Holzherr’s next business was Helium, a venture builder with a globally distributed team of experts in building tech start-ups.

“Helium was born about a year ago and we now have a very large technical team with a great deal of expertise,” Holzherr explains.

“We identify market opportunities for tech businesses, build them and hire world-class teams to scale them. We collaborate with founders of early-stage start-ups whose missions we believe in and help larger companies with innovation projects.”

Helium’s first product was launched in March – Air.com.

“Air is a platform designed to help SMEs rid themselves of time consuming admin, making it easy to deploy workplace-improving practices,” he explains.

“There is a real problem in HR as there are thousands of features and every business wants different ones. That then creates a problem where you’ve got a platform that’s over complicated and too difficult to use.

“So our approach is a hub and spoke model – the hub is people records, and then the spokes are add-ons, and companies can add certain bits that all connect seamlessly.

“So for example you can add time off, sickness, holidays, conference days, expenses, and HR reports so you can make sure you know who is in the business and the gender split etc. You can choose as little or as many spokes as you want. It’s all tailored to each business and their needs.

“We’ve got over 500 businesses signed up already. The way we see it growing is more and more customers. There is a never ending list of additional spokes that we’re building; things are always changing in HR which is great for us. The more we build the more we can offer users.”

As a serial businessman, Holzherr is a little different to most CEOs and offers his employees a slightly different way to traditional office working.

“I love travel, so I offer my employees a remote working culture,” he says.

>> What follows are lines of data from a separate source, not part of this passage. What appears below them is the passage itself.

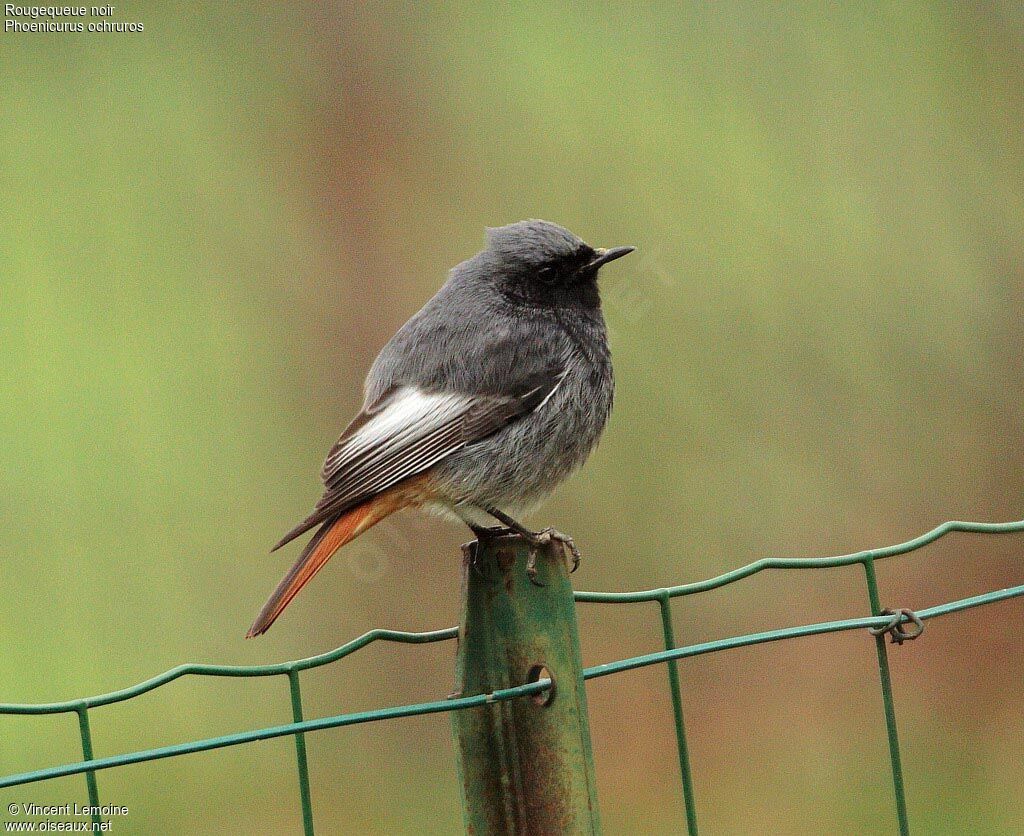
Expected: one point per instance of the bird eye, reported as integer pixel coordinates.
(547, 275)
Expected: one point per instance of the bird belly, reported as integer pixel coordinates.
(516, 468)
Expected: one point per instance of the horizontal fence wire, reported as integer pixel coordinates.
(670, 656)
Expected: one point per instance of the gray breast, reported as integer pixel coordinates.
(518, 466)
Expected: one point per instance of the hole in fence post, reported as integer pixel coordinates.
(538, 672)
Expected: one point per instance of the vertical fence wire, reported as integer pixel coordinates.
(300, 754)
(672, 666)
(888, 702)
(90, 777)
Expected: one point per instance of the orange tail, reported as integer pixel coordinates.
(331, 537)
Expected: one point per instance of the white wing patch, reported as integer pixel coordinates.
(408, 416)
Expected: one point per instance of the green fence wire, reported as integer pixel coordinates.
(878, 621)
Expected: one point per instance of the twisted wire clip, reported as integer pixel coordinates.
(895, 626)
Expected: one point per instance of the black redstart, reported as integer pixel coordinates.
(491, 395)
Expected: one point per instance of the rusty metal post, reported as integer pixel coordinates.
(525, 765)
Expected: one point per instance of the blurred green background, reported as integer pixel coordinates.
(210, 228)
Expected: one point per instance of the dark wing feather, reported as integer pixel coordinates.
(408, 431)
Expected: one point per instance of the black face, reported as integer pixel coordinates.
(544, 264)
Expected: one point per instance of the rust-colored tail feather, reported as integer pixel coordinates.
(331, 537)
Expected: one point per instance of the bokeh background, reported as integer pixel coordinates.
(210, 228)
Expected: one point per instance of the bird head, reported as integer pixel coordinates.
(543, 263)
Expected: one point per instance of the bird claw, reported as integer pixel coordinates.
(543, 538)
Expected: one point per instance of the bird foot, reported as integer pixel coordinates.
(472, 548)
(540, 539)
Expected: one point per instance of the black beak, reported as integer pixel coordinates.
(604, 256)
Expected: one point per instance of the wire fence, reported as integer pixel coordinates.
(880, 622)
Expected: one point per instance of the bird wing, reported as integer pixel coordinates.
(408, 430)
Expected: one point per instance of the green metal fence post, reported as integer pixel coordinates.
(525, 765)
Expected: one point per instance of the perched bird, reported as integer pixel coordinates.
(479, 406)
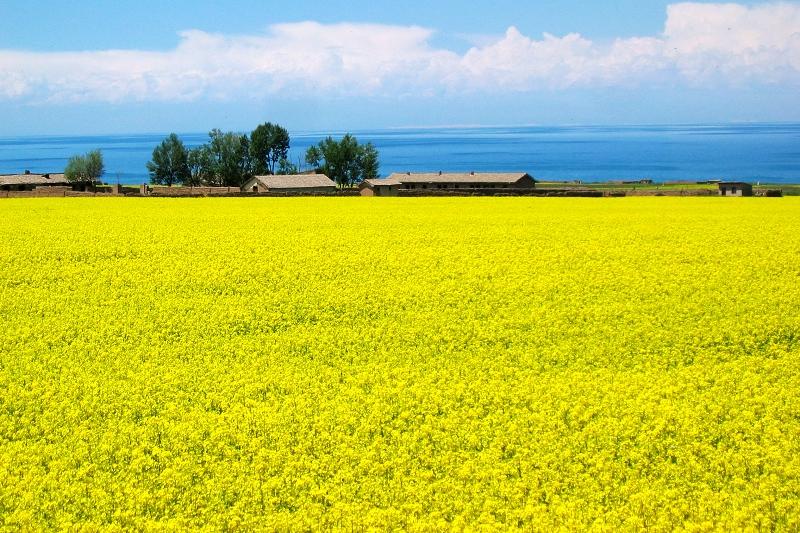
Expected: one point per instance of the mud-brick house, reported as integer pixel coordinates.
(379, 187)
(290, 183)
(735, 188)
(446, 180)
(29, 181)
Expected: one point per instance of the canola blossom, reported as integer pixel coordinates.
(397, 363)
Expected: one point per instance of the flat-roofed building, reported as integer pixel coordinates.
(446, 180)
(29, 181)
(291, 183)
(735, 188)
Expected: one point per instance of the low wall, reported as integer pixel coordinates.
(672, 192)
(579, 193)
(160, 190)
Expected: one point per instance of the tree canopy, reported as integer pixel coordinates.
(345, 161)
(269, 146)
(85, 168)
(170, 163)
(224, 161)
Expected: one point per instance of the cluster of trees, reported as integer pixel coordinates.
(87, 168)
(346, 162)
(230, 159)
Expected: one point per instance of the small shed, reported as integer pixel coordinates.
(735, 188)
(379, 187)
(290, 183)
(29, 181)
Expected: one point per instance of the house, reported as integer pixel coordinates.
(380, 187)
(735, 188)
(444, 181)
(29, 181)
(290, 183)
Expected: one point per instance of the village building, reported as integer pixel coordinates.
(290, 183)
(446, 181)
(29, 181)
(735, 188)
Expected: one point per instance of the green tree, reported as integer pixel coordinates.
(86, 168)
(345, 161)
(170, 163)
(269, 145)
(201, 170)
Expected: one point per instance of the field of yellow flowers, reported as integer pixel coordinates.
(427, 364)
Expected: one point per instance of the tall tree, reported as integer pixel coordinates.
(85, 168)
(170, 163)
(229, 155)
(201, 169)
(269, 145)
(345, 161)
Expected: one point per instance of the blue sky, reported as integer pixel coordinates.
(102, 67)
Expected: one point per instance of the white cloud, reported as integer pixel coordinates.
(701, 44)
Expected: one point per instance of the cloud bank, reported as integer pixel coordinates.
(701, 45)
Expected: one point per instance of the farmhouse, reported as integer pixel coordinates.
(29, 182)
(735, 188)
(308, 183)
(441, 181)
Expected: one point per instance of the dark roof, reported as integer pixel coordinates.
(460, 177)
(384, 182)
(295, 181)
(33, 179)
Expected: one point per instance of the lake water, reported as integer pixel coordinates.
(752, 152)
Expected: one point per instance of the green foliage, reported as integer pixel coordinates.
(269, 146)
(345, 161)
(170, 163)
(85, 168)
(201, 170)
(224, 161)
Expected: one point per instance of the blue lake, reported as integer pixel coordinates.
(751, 152)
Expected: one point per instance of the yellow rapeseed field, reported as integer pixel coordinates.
(426, 364)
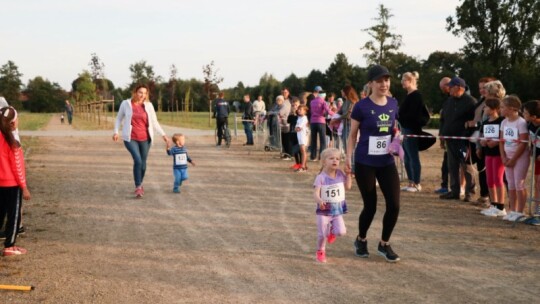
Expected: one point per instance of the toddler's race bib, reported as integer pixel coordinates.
(333, 193)
(491, 131)
(378, 145)
(180, 159)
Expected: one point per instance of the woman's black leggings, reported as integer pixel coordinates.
(389, 183)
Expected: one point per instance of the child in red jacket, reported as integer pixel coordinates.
(12, 179)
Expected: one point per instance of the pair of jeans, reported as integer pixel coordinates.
(317, 128)
(248, 129)
(139, 151)
(412, 156)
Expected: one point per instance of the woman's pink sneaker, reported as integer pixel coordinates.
(321, 256)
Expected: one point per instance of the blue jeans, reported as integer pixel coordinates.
(248, 128)
(321, 130)
(139, 152)
(412, 157)
(180, 175)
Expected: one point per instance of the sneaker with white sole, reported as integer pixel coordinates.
(493, 211)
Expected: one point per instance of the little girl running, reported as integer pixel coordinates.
(329, 195)
(514, 155)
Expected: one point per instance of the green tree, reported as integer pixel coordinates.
(338, 74)
(500, 33)
(385, 42)
(10, 83)
(44, 96)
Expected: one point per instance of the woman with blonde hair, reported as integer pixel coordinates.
(139, 120)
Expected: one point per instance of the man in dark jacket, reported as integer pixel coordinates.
(456, 112)
(247, 120)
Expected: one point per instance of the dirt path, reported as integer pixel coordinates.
(243, 231)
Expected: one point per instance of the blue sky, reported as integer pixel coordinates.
(245, 39)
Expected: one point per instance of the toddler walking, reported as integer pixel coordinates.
(329, 194)
(180, 160)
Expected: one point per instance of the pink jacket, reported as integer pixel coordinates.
(12, 169)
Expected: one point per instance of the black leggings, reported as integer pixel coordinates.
(389, 183)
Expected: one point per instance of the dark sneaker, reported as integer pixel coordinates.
(449, 195)
(387, 252)
(361, 248)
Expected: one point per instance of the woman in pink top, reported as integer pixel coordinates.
(139, 120)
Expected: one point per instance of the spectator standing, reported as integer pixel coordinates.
(374, 120)
(284, 113)
(489, 145)
(457, 110)
(409, 113)
(12, 180)
(259, 110)
(514, 155)
(247, 120)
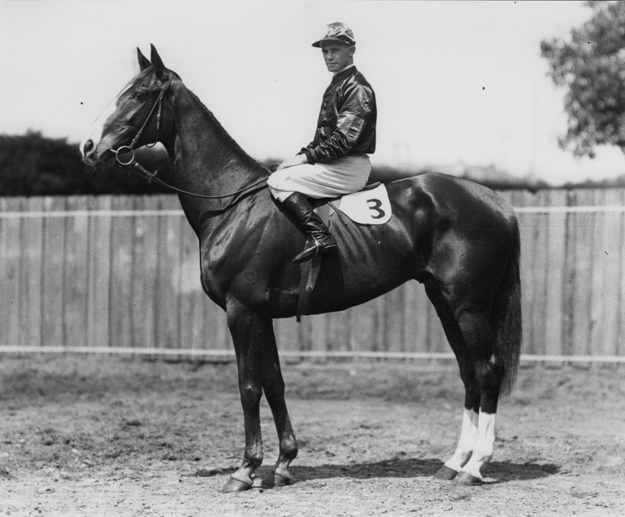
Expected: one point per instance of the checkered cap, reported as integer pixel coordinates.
(337, 32)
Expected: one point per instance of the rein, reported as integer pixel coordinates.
(135, 167)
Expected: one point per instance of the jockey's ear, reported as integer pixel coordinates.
(143, 61)
(157, 63)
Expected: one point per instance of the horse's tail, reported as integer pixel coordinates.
(507, 317)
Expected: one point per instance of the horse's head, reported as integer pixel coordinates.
(139, 115)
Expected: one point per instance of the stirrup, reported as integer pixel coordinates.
(316, 248)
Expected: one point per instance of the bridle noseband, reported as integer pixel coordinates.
(137, 168)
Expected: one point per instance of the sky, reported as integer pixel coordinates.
(456, 82)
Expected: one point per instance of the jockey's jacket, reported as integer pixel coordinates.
(347, 119)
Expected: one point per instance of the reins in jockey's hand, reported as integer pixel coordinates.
(137, 168)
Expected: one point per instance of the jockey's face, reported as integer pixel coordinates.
(337, 55)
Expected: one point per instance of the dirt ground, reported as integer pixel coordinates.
(109, 436)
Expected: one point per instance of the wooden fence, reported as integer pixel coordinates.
(121, 273)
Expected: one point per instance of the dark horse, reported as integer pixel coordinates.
(457, 238)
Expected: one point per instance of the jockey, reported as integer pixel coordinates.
(336, 162)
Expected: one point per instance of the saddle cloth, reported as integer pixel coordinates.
(369, 206)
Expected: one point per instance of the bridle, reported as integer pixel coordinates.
(143, 173)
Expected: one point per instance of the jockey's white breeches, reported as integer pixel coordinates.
(320, 180)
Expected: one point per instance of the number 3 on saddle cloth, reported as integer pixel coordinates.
(368, 206)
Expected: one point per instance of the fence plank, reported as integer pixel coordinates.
(555, 274)
(10, 273)
(580, 254)
(143, 272)
(612, 266)
(122, 229)
(53, 279)
(99, 262)
(75, 274)
(31, 275)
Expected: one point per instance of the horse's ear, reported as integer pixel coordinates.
(158, 65)
(143, 61)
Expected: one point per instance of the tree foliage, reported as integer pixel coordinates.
(34, 165)
(590, 65)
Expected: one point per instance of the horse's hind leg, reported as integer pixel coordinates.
(469, 430)
(273, 385)
(488, 374)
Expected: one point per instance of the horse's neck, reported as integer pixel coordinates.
(205, 158)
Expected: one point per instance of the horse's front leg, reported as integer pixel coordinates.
(273, 385)
(250, 334)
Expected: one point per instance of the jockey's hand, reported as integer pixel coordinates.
(298, 159)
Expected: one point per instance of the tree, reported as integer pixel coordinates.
(33, 165)
(591, 66)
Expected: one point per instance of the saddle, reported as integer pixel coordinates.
(310, 269)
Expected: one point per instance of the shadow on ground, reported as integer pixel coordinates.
(496, 472)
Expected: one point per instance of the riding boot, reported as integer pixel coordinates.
(321, 240)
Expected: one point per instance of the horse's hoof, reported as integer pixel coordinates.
(234, 485)
(272, 479)
(466, 479)
(445, 473)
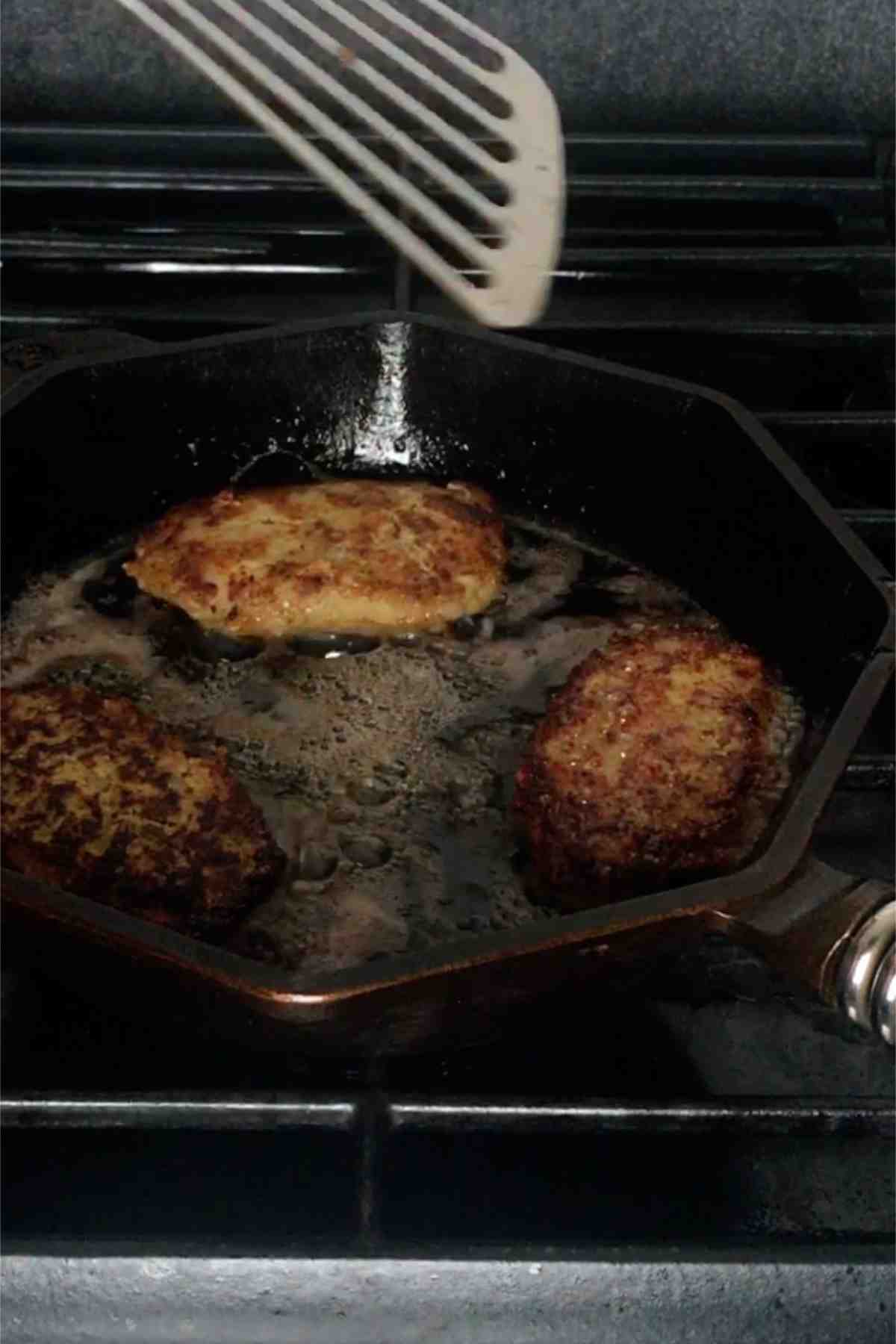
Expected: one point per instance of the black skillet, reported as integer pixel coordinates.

“They can work from anywhere they want. My CTO is in Scotland, my designer lives in Birmingham but works from Austria over the summer and I’ve got a lot of people in Russia and the US at the moment.

“Anyone can go and work anywhere in the world they want. We don’t mind what time they’re on as long as they get the job done.

“I’ve actually just come back from a month of remote working in Vietnam, Australia and Japan.”

With a plethora of successful businesses in his back pocket, Holzherr’s advice to budding entrepreneurs is simple.

“Test your idea with real users, not your mum or your friends, and figure out how you will acquire users. Once you’ve tested it and it’s successful, nothing should stop you.”